Àquela altura, o desgaste da linha estritamente ortodoxa já estava bastante visível. A grande frustração era, como ainda é, o baixo crescimento da economia. Além disso, a crise política de 2005-2006 deve ter deixado algumas lições para o presidente da República. Por mais que se esforçasse, seguindo fielmente as políticas econômicas "responsáveis" esperadas pelo "establishment", o ex-metalúrgico e ex-líder sindical jamais seria aceito como membro do clube. A campanha eleitoral de 2006 mostraria que grande parte, provavelmente a maior parte das elites e da classe média alta se opunha de maneira feroz à reeleição de Lula.
Com a sua vitória, o acordo de 2002 caducou. O presidente ficou com as mãos livres para mudar de orientação na área econômica. Tanto mais que a diminuição da vulnerabilidade externa desde 2003 tornara o governo brasileiro mais independente das opiniões e dos preconceitos do mercado financeiro doméstico e internacional.
Não acontecerão mudanças bruscas. Não é o estilo do presidente. Mas a inflexão começou mesmo antes das eleições. Aos poucos, pediram demissão ou foram sendo demitidos diversos integrantes da equipe do ministro Palocci. Hoje, não sobra no Ministério da Fazenda quase nenhum secretário da gestão anterior. O BNDES passou de Carlos Lessa para Guido Mantega, depois para Demian Fiocca e, agora, para Luciano Coutinho -todos economistas de orientação desenvolvimentista.
Até no Banco Central notam-se sinais de mudança. Recentemente, saíram dois diretores considerados mais rígidos.
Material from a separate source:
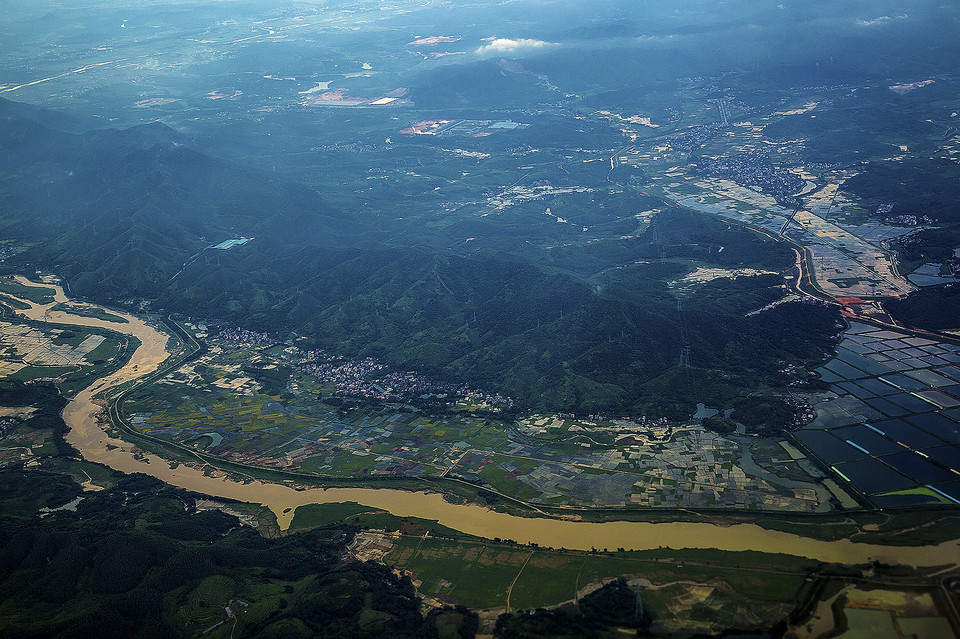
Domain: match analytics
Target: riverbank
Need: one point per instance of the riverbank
(87, 436)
O diretor recém-indicado, Mário Torós, sabatinado anteontem no Senado, parece ter dado indicações claras de que chega com uma orientação diferente. "A taxa de juro [...] pode cair muito mais nas próximas reuniões [do Copom]", disse ele.
Novos rumos?


PAULO NOGUEIRA BATISTA JR., 52, escreve às quintas-feiras nesta coluna. Diretor-executivo no FMI, representa um grupo de nove países (Brasil, Colômbia, Equador, Guiana, Haiti, Panamá, República Dominicana, Suriname e Trinidad e Tobago).